As ASIC cracks down on compliance, boards must consider their role in setting and enforcing corporate culture, senior partners at Jones Day have warned.

A paper penned by Jones Day partner-in-charge Tim L’Estrange, with the assistance of partner Mark Crean and associate Amelia Berczelly, suggested ASIC is increasingly focused on corporate culture within major organisations.

In this environment, Mr L’Estrange said boards, especially in the financial services sector, need to “ensure their governance systems are effective to withstand both regulator and potential judicial scrutiny”.

According to Mr L'Estrange, the key is understanding the standard to which directors will be held “when it comes to breaches of law that [ASIC] believes flow from a board’s failure to engage in proper oversight of corporate culture”.

He warned directors owe a duty of care and diligence under both general law and the Corporations Act to take “all reasonable steps to place themselves in a position to guide and monitor the management of the company”.

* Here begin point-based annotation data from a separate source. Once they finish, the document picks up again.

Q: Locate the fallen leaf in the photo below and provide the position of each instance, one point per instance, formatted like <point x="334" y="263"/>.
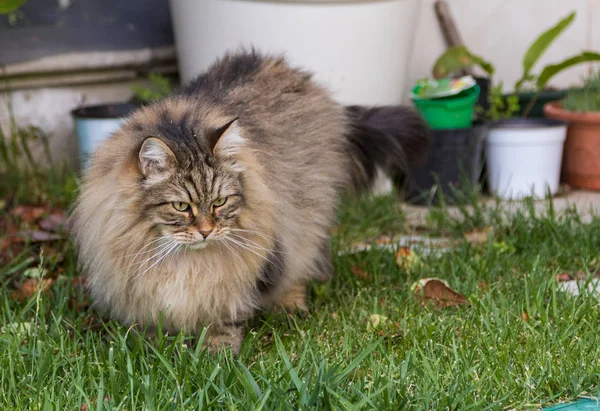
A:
<point x="376" y="321"/>
<point x="406" y="258"/>
<point x="383" y="240"/>
<point x="28" y="214"/>
<point x="579" y="275"/>
<point x="20" y="329"/>
<point x="33" y="272"/>
<point x="360" y="273"/>
<point x="55" y="222"/>
<point x="438" y="292"/>
<point x="478" y="235"/>
<point x="30" y="287"/>
<point x="93" y="400"/>
<point x="38" y="236"/>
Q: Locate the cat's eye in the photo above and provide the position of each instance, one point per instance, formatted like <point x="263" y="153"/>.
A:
<point x="180" y="206"/>
<point x="219" y="201"/>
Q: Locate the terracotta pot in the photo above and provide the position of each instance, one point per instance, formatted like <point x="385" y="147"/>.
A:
<point x="581" y="159"/>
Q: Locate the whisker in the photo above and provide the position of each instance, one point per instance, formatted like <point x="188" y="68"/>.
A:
<point x="160" y="249"/>
<point x="146" y="246"/>
<point x="173" y="247"/>
<point x="255" y="232"/>
<point x="257" y="245"/>
<point x="246" y="247"/>
<point x="230" y="248"/>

In a recent 2011 judgment against the directors of Centro Properties Group, the Federal Court held the term “all reasonable steps” was determined objectively by reference to circumstances.

At a minimum, directors must “take a diligent and intelligent interest in the information either available to them or which they might appropriately demand [from other employees/agents]”.

In addition, a director must be “familiar with the fundamentals of the business” and “is under a continuing obligation to keep informed".

Mr L’Estrange suggested that as a starting point, boards seek to identify “key governance and business principles and effectively communicate these principles to stakeholders".

These values, which will be specific to the business, will set the tone for the company’s culture, he suggested.

“In terms of monitoring corporate culture, boards need to have an effective, probative and independent system to receive timely and relevant information about the company’s affairs in a systematic, rather than reactive, way,” he wrote.

For directors, this may mean having an inquiring mind, putting processes in place to manage conflicts of interest and, at times, engaging an independent review.

Where the company or an employee has been accused of unlawful conduct, courts and regulators will look at “whether the misconduct arises out of a systemic governance failure within the organisation.”

“In this regard, courts and regulators are likely to look critically at how boards have objectively tested the company’s adherence to its own governance principles, policies and practices to deter the risk of that kind of misconduct occurring in the first place,” Mr L’Estrange wrote.

“In particular, ASIC has indicated it will be looking to see if there is any disconnect between firm policy and how that policy is actually applied in real-time, including at a board level.”

If the board had notice of the misconduct, ASIC may look to ascertain that it had taken “genuine and reasonable steps” to enforce firm policy and hold people accountable.

Incentive structure and consequence management policies are likely to come under particular scrutiny to ensure they are consistent with promoting firm policy, he warned.

“Going forward, it is likely that further lessons for boards will emerge as ASIC’s current enforcement activities are played out in courts and elsewhere,” Mr L’Estrange wrote.

“In this environment, boards can no longer afford to be complacent about culture by, in the words of Mr Medcraft, blaming poor behaviour on ‘a few bad apples’.”